To simplify it, a BMI under 18.5 is considered underweight while a BMI over 25 is considered overweight and a BMI over 30 is considered obese.
It should be noted that BMI is far from a perfect system of measurement for weight. For example, the formula doesn’t always take muscle into account, as one can have a high BMI even if a large amount of it is muscle mass. For example, one particularly famous case is that of Tom Cruise, who at one point was given a BMI of 31.5, meaning he was obese, due to his height and extremely muscular physique.
In addition, as noted by a US National Institutes of Health (NIH) article published in the British Journal of General Practice in 2010, BMI was also designed for white people – specifically, Belgians as it was made by Belgian national Adolphe Quetelet to determine the average Belgian male’s size – and therefore, does not apply so well to people of color.
Regardless, BMI has still become widespread as a “rule of thumb” of sorts to determine whether someone is underweight, average, overweight or obese.
In particular, numerous studies have also linked one’s BMI to mortality risk, with underweight and obesity both being believed to be related to an increased risk of death.
However, it had previously been believed obesity only raises one’s risk of death from any cause in particularly extreme cases.
This, in turn, is linked to numerous biases in estimates of the link between BMI and mortality, often overlooking factors like the amount of time spent with a given BMI.
In addition, there is also the matter of what has been dubbed the “obesity paradox.” This refers to how the lowest mortality risk among BMIs can be found among overweight people, while obese and healthy weights have the same mortality rate and extremely obese (BMI of 35 and up) and underweight people have the same higher level of mortality.
But this new study claims this previous assumption may not be the case.
How much does obesity raise one’s risk of death?
To figure this out, the researcher carried out a statistical analysis of around 18,000 different people, including almost 4,500 deaths, from 1988 to 2015 based on data from the National Health and Nutrition Examination Survey (NHANES).

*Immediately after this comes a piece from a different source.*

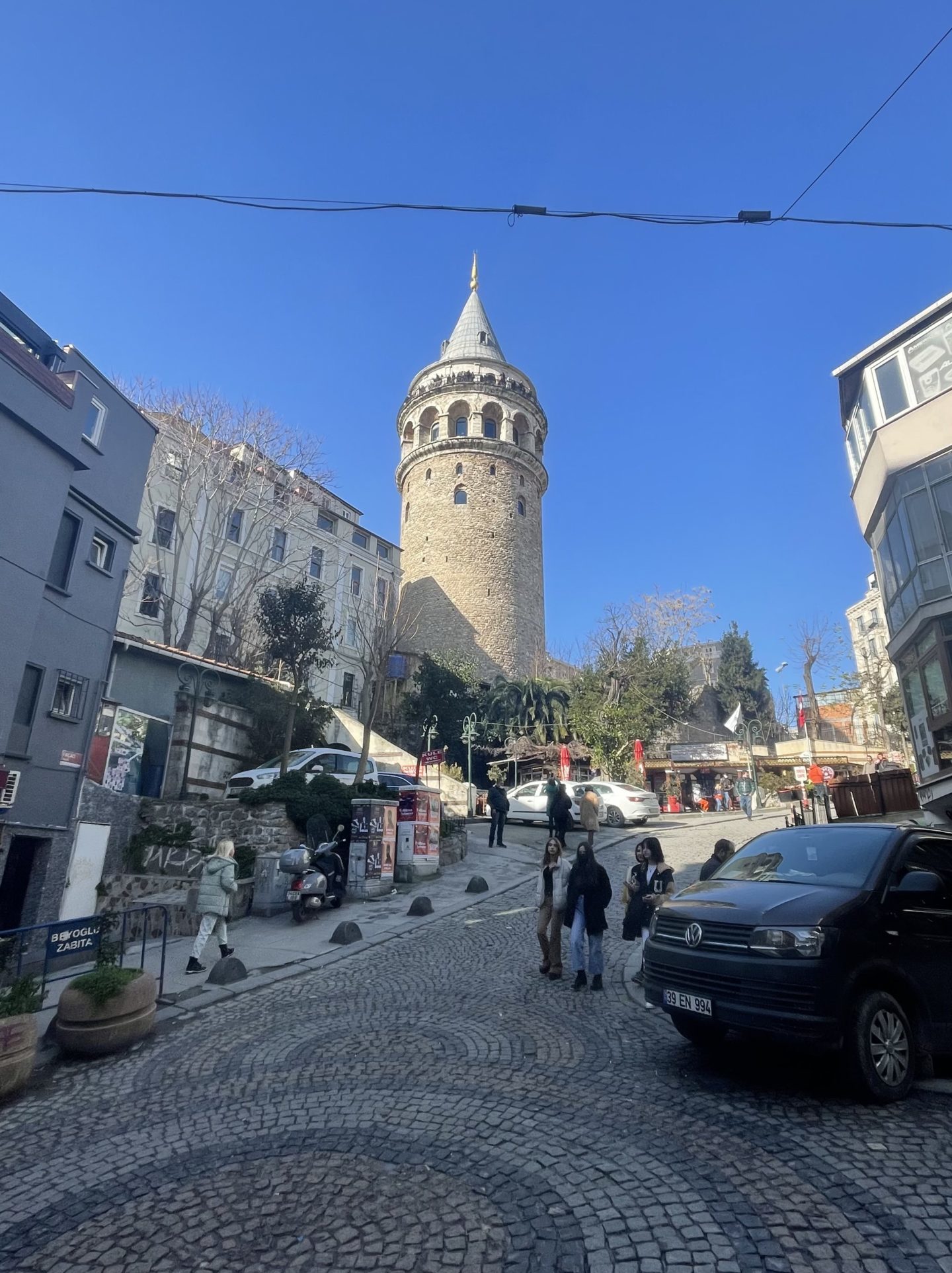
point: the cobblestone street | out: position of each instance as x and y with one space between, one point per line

The study had come with the hypothesis that factors at play behind biases in BMI-mortality link studies included that lower mortality risk among high-BMI individuals were due to recent weight gain and that high mortality risk among low-BMI individuals was due to illnesses causing the weight loss to bring them there in the first place. In other words, this is due to reverse causation.

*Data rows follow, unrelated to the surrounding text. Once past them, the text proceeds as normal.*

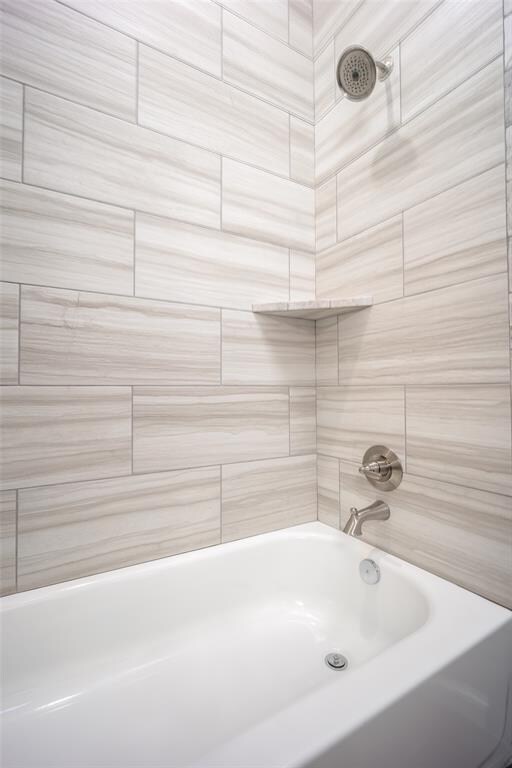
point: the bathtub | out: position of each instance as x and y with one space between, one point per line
215 659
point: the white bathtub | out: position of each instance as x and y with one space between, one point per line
216 659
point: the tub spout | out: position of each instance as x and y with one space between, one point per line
379 510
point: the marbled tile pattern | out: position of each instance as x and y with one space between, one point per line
191 32
78 529
11 129
9 313
183 262
61 434
69 337
49 46
302 420
77 150
370 262
175 428
267 350
190 105
262 496
7 542
52 239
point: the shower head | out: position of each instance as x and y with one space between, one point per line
356 72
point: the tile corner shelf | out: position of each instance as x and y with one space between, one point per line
314 310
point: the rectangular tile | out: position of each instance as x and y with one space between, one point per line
458 137
175 428
336 141
271 16
456 532
49 46
351 419
266 67
459 235
257 204
264 496
7 542
70 337
195 107
327 351
448 336
302 151
267 350
186 263
328 470
370 263
302 276
302 420
61 434
461 435
68 242
325 220
468 35
188 31
11 129
9 313
78 529
301 25
73 149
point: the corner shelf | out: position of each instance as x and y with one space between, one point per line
314 310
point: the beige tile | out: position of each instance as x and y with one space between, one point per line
7 542
325 214
70 337
301 25
190 105
302 276
266 67
266 207
452 335
458 137
327 351
325 81
351 419
468 35
49 46
461 435
459 235
175 428
9 313
380 26
328 490
267 350
271 16
74 530
369 263
73 149
263 496
186 263
337 142
187 31
11 129
453 531
61 434
302 420
52 239
302 151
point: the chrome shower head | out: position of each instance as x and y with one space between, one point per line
356 72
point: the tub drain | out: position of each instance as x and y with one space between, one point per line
336 661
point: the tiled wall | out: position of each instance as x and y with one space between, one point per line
412 208
157 164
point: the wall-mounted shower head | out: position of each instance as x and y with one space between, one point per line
356 72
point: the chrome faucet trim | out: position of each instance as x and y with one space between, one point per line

The findings of the study seem to back it up.
Exactly 20% of subjects with a healthy BMI were overweight or obese in the previous decade. This group had significantly worse health than the other categories specifically because their weight wasn’t stable.
Indeed, rapid weight loss-inducing diseases can be caused by being overweight or obese for an extended period of time.

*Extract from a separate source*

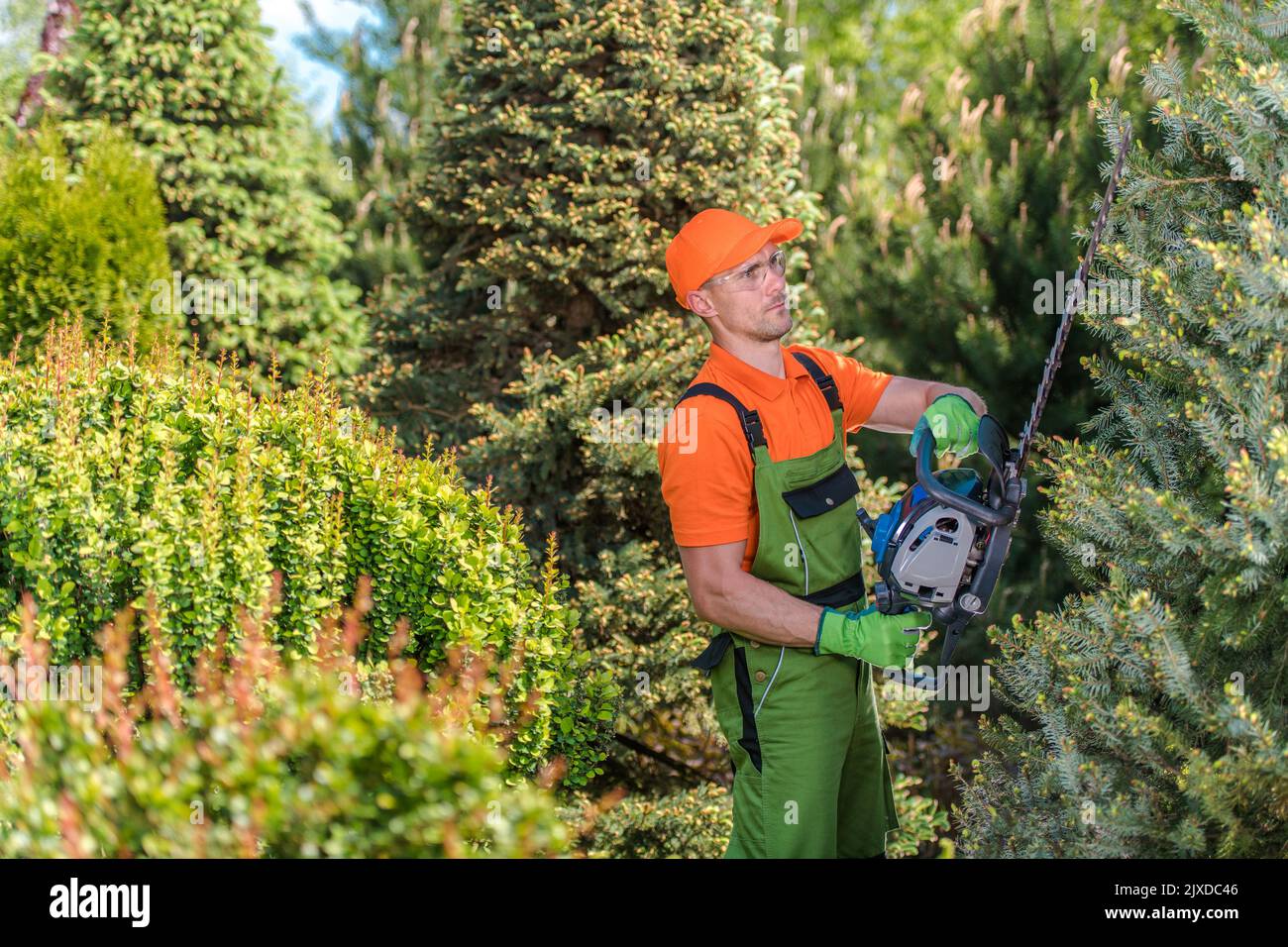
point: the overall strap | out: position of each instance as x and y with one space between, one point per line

Meanwhile, 60% of those with obese BMI and 37% of those with overweight BMI had been at lower BMI in the preceding decade. Those who recently gained weight were found to be in better health.
By not taking these trends into account, it means that all the data for mortality risk from BMI has been heavily skewed.
So taking all the data into account, the researcher behind the study calculated the numbers again.
The result was that rather than a bell curve where overweight was the healthiest BMI, there is now a straight line, where a healthy BMI has the lowest mortality risk and being underweight has no signficiant increased mortality.
The result also shows that previous assumptions about death linked to BMI may also be completely wrong. Previous research indicated that out of all adult deaths in the US, 2%-3% have been due to high BMI.
According to the calculations reached in this new study, though, the actual figure may be eight times higher.
The findings of this study also reaffirmed previous studies on the obesity paradox.
In particular, one previous study from 2022 regarding the obesity paradox’s relationship to developing Alzheimer’s disease found that keeping one’s BMI stable when in old age may be the best way to prevent Alzheimer’s. This, too, builds on the idea that being overweight is considered healthier solely due to it being stable rather than any other inherent quality.
Future studies will need to take into account the study’s conclusions regarding BMI biases when examining the subject.
Aaron Reich contributed to this report.